To answer another question regarding curved text and finding zero: I made these for the directors of a school play. I turned the wooden bowls on my lathe, made sure the rim was as flat as possible, then carved the text. The bowls are about 1.5" deep in this instance.
The zero is the center of the bowl which I marked on the lathe with a pencil as a small target. I set X and Y by jogging the bit by 1mm and then .1mm increments until it lined up to the zero. I then set the Z by using a piece of paper as a feeler gauge on the rim, then set the zero at .1mm lower. I could have used the corner block for the Z, but that ran the risk of being at a slight angle. In any case it came out nicely and I did not have to run the job a second time with this hard maple material. It looks like I carved the circular edges of the rim, but that was done manually. You can see my mistake on the one to the right as I forgot to resize my model and Gcode for the slightly different diameter of the second bowl… I’m not as precise by hand as the CNC is :).
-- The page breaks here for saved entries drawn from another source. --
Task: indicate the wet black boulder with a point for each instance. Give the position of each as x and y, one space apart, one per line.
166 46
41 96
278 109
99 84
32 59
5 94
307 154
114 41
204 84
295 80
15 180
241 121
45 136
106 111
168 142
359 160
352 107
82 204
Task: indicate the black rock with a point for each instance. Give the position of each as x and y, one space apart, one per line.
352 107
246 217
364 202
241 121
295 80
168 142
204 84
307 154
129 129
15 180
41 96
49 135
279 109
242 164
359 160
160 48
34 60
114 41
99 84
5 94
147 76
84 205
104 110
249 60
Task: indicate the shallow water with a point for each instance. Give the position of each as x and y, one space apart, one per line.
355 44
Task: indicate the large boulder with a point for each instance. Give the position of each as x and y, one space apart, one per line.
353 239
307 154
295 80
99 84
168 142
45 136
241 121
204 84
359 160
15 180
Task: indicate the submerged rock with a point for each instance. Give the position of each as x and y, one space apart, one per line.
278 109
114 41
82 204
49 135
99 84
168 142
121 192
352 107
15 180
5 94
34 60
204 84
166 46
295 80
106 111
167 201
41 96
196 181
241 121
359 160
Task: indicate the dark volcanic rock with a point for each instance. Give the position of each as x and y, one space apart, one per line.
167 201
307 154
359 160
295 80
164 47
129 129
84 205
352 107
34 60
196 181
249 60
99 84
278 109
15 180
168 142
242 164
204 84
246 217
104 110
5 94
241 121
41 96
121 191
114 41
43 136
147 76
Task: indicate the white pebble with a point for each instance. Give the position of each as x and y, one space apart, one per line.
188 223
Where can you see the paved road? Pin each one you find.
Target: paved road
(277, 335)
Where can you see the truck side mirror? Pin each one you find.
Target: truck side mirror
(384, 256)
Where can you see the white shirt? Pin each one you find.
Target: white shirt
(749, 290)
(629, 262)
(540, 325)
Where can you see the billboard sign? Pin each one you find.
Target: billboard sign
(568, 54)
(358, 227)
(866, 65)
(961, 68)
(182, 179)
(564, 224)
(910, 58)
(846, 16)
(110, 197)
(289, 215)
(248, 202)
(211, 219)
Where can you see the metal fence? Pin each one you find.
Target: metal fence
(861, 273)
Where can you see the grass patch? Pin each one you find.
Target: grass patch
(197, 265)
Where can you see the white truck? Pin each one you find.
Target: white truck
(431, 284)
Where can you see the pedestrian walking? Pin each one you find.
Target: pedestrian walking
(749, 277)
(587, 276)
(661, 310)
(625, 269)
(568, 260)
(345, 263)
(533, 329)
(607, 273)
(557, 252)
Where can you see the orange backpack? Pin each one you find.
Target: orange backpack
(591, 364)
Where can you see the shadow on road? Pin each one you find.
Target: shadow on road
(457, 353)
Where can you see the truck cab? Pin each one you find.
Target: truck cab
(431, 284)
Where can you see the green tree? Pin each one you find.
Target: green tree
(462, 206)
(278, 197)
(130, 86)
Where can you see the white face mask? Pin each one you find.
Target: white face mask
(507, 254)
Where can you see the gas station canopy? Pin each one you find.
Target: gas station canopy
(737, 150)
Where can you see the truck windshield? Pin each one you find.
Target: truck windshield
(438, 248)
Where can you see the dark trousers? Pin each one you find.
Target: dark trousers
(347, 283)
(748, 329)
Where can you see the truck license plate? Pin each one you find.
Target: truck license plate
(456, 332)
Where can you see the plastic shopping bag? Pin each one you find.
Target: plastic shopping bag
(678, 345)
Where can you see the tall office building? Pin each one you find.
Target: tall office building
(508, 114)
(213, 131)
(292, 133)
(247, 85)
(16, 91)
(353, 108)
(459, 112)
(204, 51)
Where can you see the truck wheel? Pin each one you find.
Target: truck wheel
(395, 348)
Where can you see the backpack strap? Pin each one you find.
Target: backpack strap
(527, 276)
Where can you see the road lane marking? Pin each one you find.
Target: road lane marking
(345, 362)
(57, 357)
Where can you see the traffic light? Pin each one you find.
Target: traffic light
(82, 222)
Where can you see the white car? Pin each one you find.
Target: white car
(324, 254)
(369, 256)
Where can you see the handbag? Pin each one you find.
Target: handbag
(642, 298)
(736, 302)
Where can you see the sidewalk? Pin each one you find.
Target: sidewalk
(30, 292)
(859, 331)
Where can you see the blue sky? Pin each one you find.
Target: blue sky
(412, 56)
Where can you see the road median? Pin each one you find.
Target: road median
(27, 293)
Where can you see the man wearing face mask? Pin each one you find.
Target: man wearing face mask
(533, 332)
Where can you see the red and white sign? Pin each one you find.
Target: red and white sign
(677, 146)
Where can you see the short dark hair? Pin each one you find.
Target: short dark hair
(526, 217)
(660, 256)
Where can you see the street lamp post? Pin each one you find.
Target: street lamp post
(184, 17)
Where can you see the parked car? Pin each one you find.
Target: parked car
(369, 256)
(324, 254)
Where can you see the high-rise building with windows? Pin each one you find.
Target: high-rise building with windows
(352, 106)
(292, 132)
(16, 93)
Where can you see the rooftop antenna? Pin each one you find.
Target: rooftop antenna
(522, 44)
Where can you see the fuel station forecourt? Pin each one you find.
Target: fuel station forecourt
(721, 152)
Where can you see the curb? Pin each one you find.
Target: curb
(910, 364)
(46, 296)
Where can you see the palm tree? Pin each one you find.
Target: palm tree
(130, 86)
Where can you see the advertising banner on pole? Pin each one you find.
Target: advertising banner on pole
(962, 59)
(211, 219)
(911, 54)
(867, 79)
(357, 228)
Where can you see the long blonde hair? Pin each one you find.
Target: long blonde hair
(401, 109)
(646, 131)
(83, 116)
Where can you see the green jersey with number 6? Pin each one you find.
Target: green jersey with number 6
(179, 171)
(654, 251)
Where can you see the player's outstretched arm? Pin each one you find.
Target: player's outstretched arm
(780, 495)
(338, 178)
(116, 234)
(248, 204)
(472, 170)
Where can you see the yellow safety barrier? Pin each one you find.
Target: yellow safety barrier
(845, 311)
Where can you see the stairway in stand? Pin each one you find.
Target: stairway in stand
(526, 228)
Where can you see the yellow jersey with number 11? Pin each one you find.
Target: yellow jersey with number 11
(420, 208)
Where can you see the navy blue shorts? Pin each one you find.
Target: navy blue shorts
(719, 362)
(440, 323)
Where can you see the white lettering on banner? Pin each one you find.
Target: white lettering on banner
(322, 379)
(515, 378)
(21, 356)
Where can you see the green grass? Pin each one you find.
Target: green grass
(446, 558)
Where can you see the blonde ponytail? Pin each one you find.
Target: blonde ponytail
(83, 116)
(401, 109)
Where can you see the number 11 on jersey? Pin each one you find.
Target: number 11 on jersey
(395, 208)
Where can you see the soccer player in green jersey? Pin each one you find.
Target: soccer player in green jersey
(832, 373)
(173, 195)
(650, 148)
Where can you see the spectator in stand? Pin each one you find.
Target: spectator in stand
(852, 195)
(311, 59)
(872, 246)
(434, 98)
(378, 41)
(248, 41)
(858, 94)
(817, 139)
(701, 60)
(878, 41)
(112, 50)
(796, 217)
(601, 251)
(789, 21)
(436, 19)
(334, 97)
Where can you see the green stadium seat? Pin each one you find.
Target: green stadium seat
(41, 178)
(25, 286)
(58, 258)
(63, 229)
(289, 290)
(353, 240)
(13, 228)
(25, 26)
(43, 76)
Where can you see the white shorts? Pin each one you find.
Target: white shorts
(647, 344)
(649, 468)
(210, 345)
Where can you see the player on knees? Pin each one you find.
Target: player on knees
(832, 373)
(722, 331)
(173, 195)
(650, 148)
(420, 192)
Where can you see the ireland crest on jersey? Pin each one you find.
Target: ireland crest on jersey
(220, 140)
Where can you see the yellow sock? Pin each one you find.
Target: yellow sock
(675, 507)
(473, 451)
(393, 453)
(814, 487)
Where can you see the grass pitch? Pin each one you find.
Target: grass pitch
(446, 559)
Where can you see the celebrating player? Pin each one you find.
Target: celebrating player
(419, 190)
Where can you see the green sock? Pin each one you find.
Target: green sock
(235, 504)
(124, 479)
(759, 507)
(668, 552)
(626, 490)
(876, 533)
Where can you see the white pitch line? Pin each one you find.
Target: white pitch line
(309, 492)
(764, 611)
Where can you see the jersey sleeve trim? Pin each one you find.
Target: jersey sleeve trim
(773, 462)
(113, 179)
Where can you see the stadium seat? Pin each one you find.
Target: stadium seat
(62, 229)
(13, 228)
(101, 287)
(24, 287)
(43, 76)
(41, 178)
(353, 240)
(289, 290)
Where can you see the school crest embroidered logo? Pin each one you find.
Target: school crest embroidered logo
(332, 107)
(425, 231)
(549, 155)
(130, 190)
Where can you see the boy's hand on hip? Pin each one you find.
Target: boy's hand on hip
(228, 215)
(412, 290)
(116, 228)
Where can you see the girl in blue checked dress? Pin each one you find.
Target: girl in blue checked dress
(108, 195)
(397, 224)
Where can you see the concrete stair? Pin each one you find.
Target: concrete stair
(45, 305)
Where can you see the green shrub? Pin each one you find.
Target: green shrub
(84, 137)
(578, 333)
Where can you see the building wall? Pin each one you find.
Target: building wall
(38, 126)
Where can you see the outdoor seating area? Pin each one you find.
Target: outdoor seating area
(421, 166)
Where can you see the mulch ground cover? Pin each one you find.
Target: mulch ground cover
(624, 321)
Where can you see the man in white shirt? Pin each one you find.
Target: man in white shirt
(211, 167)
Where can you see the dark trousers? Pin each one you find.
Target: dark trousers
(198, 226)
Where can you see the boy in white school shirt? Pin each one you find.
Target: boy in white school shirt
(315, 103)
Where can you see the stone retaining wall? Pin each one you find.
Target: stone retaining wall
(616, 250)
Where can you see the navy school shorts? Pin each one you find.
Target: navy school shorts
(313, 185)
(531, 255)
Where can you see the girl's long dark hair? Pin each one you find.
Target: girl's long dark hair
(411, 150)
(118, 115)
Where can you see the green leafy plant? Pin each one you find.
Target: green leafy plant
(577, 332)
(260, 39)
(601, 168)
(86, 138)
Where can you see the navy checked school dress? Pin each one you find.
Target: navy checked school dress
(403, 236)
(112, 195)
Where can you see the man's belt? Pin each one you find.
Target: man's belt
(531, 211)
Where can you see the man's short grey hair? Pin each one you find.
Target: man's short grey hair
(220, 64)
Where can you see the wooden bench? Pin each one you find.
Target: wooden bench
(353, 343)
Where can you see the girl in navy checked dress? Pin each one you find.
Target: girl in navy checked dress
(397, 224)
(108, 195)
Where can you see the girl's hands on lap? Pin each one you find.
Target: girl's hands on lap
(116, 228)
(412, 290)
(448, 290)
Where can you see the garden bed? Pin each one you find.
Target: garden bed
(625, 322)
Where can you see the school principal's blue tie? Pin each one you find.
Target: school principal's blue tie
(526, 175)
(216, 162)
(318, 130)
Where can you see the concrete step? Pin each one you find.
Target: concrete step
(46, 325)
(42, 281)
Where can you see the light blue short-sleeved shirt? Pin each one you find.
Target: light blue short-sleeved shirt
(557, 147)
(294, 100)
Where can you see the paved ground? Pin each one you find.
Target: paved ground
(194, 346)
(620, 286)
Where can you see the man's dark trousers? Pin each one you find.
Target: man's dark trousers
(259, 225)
I’ve been asked how I got the logos on the inside of the bowl. Actually the Arendelle “flag” design. This ended up being pretty easy when I found clear shipping labels (Avery) that can be run through a laser printer. This was a 2x4" label but some are full pages so decals are easy to make. Getting them reasonably centered required a more calibrated eyeball…
Nicely done!
I had the same style of bowl to do a couple of years ago. Made a drawing with 3 circles to be able to curve & center the text, and used the center hole (which was later filled with a button) to set X&Y, then set Z the same way as you with a piece of paper (glad that’s how I learned a long time ago!). But I did an air cut first about an inch high to make sure I had everything right. It’s 14" across.
But the 2nd picture worried me more than the platter. That’s a lot of lettering that I had to worry about chipping out (it’s 14 x 8).